The program has it roots in the BBC Wildlife Species from the early 2000s such as Lions: Spy in the Den, Elephants: Spy in the Herd, Smart Sharks: Swimming With Roboshark, Bears: Spy in the Woods, Trek: Spy on the Wildebeest, Tiger: Spy in the Jungle…the list goes on. A number of these were also narrated by David Tennant but others were blessed by the voice of God himself, Sir David Attenborough. The premise in these older programs was simple, fit a camera inside an inanimate object and leave it in-situ to film wildlife like never before.
The programs were groundbreaking for the time and with advances in technology, the stage was set for ever daring filmography. Dolphins: Spy in the Pod (the series that kicked everything off) was commended for capturing iconic footage revealing of dolphins deliberately chewing on puffer fish to release nerve toxins in order to get high. My favourite was Roboshark – pretty much what it says on the tin! A robot shark fitted with cameras that swam with sharks, did I mention sharks?

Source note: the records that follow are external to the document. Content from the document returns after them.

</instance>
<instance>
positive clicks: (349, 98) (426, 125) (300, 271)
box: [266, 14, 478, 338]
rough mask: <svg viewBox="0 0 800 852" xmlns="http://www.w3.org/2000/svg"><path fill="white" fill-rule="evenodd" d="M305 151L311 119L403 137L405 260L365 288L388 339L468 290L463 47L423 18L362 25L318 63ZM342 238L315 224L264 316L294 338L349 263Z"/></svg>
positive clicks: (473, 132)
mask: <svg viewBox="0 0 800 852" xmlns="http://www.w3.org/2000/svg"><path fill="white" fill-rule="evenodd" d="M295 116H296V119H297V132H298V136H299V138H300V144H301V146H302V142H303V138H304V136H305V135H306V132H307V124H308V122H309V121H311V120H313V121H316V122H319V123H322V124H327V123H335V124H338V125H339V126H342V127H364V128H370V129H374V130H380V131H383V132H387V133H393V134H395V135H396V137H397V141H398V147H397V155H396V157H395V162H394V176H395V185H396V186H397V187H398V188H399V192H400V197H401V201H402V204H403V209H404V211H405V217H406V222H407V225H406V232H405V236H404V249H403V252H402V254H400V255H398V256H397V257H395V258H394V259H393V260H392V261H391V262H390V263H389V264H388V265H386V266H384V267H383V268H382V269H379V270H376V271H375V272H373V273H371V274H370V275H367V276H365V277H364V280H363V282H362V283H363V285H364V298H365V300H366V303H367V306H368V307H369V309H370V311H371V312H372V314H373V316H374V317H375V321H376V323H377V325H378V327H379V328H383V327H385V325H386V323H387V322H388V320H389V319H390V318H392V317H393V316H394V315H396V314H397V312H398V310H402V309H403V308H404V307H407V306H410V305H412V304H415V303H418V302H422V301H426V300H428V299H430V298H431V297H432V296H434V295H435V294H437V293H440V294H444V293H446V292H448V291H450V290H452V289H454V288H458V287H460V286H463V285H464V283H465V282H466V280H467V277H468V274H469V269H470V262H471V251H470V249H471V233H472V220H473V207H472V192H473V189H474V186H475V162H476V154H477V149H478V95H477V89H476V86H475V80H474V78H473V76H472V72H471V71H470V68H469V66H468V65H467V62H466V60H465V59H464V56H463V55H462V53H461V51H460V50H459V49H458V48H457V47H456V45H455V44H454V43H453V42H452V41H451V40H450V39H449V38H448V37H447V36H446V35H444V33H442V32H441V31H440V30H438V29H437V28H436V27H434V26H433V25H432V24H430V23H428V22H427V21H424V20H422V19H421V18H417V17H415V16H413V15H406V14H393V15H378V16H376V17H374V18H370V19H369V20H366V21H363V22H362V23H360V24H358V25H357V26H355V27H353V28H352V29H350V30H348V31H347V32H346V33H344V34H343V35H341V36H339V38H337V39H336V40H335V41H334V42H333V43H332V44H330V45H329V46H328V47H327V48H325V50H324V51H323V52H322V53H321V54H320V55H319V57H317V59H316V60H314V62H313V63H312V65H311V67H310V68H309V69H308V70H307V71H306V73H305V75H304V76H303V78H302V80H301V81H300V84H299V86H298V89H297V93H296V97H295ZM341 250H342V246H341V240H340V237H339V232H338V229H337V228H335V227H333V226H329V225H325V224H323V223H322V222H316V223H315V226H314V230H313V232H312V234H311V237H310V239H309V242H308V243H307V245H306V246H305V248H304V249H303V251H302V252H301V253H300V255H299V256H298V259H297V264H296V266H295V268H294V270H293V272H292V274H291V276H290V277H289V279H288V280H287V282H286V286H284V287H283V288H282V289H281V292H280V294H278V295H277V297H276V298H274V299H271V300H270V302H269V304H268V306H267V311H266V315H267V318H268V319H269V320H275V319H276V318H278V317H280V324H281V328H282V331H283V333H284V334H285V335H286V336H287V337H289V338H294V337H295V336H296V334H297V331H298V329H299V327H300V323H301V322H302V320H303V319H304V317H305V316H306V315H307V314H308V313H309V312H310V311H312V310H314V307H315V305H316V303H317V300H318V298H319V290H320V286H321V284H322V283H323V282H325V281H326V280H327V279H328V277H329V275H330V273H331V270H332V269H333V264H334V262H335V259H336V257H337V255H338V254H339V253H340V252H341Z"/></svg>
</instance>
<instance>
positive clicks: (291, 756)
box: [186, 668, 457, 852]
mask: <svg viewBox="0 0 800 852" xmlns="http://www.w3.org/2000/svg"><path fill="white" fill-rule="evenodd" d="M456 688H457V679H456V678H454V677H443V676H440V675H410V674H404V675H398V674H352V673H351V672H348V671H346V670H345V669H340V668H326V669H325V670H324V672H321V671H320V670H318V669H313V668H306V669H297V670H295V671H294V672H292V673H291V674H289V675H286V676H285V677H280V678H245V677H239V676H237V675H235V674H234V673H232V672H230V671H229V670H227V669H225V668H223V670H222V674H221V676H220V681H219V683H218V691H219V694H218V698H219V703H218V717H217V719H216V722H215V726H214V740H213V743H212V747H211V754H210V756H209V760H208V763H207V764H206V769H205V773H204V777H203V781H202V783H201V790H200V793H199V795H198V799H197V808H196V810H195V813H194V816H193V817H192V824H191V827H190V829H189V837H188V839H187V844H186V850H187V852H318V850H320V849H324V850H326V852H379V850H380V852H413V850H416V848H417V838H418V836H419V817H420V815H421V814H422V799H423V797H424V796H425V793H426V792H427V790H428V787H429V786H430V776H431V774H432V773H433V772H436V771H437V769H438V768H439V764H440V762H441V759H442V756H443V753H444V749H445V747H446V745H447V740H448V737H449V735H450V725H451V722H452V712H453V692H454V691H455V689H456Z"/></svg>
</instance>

The first series of Spy in the Wild was very eye opening in regards to the behaviour of animals featured. It was built on the very foundations of the multiple specials that came before it. Amazing! Then as things moved into the second series, something changed. The animatronic animals become more life-like (which is great, less disturbance and what not) but instead of filming animals behaving naturally, the series has transformed into a program where wild animals react to the animatronic versions of themselves. Now this doesn’t happen in every sequence of every episode although I had to speak with some friends just to double check this.
The footage is still amazing, don’t get me wrong and clearly of lot of time and money has been invested in the robotics and engineering of each of the spy animals. However it’s moved away from the winning formula and as a conservationist that has a passion for wildlife documentaries, the very artificial element to Spy in the Wild now makes it feel like an animal version of Big Brother. Maybe I’m just being a cynic, it’s still enjoyed by millions and has some great reviews – I just preferred things when we were restricted to ‘log cam’ or ‘rock cam’.
By all means check the series out and tell me how wrong I am, I suspect that some of the change has come about to appeal to younger audiences. So whilst we’re in lockdown, find a child and them them down to watch Spy in the Wild before asking them what they make of it.